Aux yeux de Walter Wagner, le compte à rebours pour la fin du monde a peut-être commencé ce matin à 3h30. C'est à ce moment qu'un faisceau de protons doit être allumé au Grand collisionneur de hadrons (LHC selon le sigle anglais) du Centre européen de la physique nucléaire (CERN).

D'ici trois ou quatre semaines, un second faisceau de protons sera allumé, provoquant des collisions d'énergies presque inégalées dans les laboratoires du monde. Et d'ici un an et demi, des atomes lourds seront insérés dans les faisceaux, propulsant le LHC au premier rang des équipements de physique des particules.

 Ces expériences, selon M. Wagner, pourraient créer des mini-trous-noirs qui phagocyteront la Terre. Ou pire, des particules polarisées qui contamineront toutes les particules de la planète et transformeront chaque objet et chaque être vivant.

«Je pense que l'humanité aurait dû être consultée avant que les physiciens du CERN prennent ce risque», affirme M. Wagner, ancien inspecteur nucléaire, joint à Hawaii. «On joue avec des énergies jamais vues.»

L'hiver dernier, M. Wagner s'est adressé aux tribunaux américains pour mettre le LHC hors d'état de nuire tant qu'une évaluation gouvernementale américaine n'avait pas été faite des risques. «Disons que ça va mal, dit M. Wagner. La juge avait l'air sympathique, mais la semaine dernière, elle a indiqué qu'elle allait d'abord décider si le CERN fait partie de la juridiction américaine.

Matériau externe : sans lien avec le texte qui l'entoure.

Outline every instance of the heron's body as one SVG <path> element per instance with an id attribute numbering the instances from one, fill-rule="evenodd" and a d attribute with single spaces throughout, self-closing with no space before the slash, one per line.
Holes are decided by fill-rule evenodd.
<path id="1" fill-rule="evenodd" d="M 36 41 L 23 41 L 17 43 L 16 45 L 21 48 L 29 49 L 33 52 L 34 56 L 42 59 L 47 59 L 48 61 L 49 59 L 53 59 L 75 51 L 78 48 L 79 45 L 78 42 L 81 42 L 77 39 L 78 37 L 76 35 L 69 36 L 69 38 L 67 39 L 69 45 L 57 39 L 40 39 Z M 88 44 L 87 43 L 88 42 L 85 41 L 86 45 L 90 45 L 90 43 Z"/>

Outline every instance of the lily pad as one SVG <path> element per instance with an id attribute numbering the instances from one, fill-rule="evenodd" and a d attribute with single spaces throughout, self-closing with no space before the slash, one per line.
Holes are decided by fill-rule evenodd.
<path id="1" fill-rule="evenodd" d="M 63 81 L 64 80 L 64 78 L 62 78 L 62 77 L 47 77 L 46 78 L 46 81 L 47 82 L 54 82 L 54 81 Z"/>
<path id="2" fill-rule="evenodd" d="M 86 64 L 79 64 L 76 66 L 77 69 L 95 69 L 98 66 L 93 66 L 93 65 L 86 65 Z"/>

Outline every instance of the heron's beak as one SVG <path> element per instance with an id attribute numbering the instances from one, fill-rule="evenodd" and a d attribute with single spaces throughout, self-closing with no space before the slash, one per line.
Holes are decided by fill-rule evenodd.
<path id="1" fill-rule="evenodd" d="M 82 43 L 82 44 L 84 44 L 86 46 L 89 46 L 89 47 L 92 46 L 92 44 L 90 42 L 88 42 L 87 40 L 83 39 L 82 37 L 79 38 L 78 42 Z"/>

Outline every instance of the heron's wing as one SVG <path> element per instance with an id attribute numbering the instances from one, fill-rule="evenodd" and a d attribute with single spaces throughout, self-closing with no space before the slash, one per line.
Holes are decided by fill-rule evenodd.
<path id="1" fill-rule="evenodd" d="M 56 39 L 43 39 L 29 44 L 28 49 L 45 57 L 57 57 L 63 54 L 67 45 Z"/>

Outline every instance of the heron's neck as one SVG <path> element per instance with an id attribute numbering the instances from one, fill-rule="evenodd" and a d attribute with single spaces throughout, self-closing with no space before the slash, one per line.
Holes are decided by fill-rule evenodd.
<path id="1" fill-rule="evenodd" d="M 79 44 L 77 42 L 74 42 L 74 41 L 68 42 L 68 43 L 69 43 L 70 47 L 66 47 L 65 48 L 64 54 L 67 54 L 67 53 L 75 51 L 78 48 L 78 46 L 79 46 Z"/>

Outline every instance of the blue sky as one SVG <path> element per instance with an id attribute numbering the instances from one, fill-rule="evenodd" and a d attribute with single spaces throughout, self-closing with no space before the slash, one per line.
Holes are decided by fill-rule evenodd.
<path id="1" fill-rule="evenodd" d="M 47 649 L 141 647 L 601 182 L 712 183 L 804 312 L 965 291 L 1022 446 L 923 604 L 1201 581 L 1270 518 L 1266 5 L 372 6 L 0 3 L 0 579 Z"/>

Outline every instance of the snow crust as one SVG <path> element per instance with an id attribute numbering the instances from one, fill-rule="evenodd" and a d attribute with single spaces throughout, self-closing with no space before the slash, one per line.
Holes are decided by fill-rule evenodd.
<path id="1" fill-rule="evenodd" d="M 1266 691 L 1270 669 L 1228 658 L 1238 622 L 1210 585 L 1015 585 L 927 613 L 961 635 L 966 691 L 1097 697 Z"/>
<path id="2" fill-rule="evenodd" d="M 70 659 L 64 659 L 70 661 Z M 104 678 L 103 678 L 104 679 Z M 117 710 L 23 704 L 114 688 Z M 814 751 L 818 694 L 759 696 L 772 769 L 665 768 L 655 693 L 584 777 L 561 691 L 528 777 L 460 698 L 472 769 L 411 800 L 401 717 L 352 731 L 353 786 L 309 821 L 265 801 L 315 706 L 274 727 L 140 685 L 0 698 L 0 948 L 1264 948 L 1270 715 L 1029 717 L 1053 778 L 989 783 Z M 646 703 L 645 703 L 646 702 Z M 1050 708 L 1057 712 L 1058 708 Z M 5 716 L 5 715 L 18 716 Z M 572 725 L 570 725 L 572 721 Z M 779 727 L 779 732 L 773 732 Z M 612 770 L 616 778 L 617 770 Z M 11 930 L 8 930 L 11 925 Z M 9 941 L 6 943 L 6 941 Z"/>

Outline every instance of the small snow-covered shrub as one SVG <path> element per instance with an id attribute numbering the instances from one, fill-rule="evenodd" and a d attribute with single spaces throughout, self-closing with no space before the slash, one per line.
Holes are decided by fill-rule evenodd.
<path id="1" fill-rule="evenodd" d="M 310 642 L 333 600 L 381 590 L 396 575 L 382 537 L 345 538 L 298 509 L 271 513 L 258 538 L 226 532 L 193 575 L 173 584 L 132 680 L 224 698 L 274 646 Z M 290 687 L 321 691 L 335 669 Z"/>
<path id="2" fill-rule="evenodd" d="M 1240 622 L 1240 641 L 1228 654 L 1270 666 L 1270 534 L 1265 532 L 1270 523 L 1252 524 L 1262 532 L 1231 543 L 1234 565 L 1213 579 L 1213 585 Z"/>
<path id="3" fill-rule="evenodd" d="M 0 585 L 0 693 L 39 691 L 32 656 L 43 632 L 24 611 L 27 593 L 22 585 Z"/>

Un autre groupe a déposé une poursuite similaire en Allemagne, mais les perspectives de succès sont aussi minces que les nôtres.»

Les physiciens du CERN affirment qu'ils ont évalué tous les risques. «Des collisions avec ce niveau d'énergie surviennent régulièrement dans la nature depuis des milliards d'années», explique Brigitte Vachon, physicienne à l'Université McGill, qui analysera une partie des millions de gigaoctets de données générées par l'expérience. «On prévoit en effet l'apparition de mini-trous-noirs, mais la théorie nous dit qu'ils ne seront pas assez gros pour survivre, et qu'ils disparaîtront parce qu'ils émettent plus de radiations qu'ils ne sont capables d'attirer de matière.» Quant aux particules polarisées, il s'agit de science-fiction, explique le CERN sur son site web.

N'empêche, les craintes de M. Wagner ont fait des petits et certains dirigeants du CERN ont reçu des menaces de mort, selon le quotidien britannique The Daily Telegraph. Beaucoup des courriels citent Our Final Century, un livre écrit par Lord Rees, le président de la prestigieuse Société royale, qui a affirmé qu'il s'agissait d'une mauvaise compréhension de son ouvrage.

Dans un registre plus léger, des physiciens russes ont avancé que les expériences du LHC pourraient amener à notre époque des voyageurs venus du passé. Et des étudiants au doctorat du CERN ont mis sur YouTube une explication du LHC rythmée par de la musique rap.

McGill sera l'un des trois centres canadiens qui collaboreront au LHC. Ils auront un accès exclusif à l'un des 10 accès directs aux données du CERN. Outre l'analyse des données (de 2 à 5 millions de gigaoctets par année), la quinzaine de physiciens montréalais du groupe de Mme Vachon aideront à choisir les collisions qui seront enregistrées par les quatre capteurs du LHC.

«Le système enregistrera seulement 200 du milliard de collisions qui surviendront chaque seconde, explique-t-elle. Il faudra bien choisir lesquelles. Il faudra élaborer des algorithmes qui pourront prendre la décision en quelques nanosecondes, à partir de quelques observations des conditions initiales.»

QUAND LA SCIENCE FAIT PEUR

Voici quelques autres avancées scientifiques qui ont généré des angoisses de fin du monde.

- Lors du premier essai d'une bombe nucléaire, en 1945, certains experts ont craint que la réaction en chaîne embrase l'atmosphère terrestre au complet.

- En 1975, les biologistes les plus réputés de la planète ont participé à la Conférence d'Asilomar, qui limitait sévèrement l'utilisation des techniques de clonage pour donner à la société le temps de déterminer si leur utilisation mènerait à la fin de l'humanité. Le moratoire a ralenti le progrès de la biotechnologie pendant deux décennies.

- En 1986, l'ingénieur américain Eric Drexler a avancé que les nanotechnologies deviendraient hors de contrôle, se reproduiraient par elles-mêmes, et généreraient un magma de cellules, appelé «grey goo», qui recouvrirait la Terre de plusieurs mètres de matière hostile à la vie. L'impact environnemental et sur la santé humaine des nanotechnologies reste toujours à déterminer avec précision, mais elles sont de plus en plus utilisées, et le «grey goo» ne s'est pas matérialisé.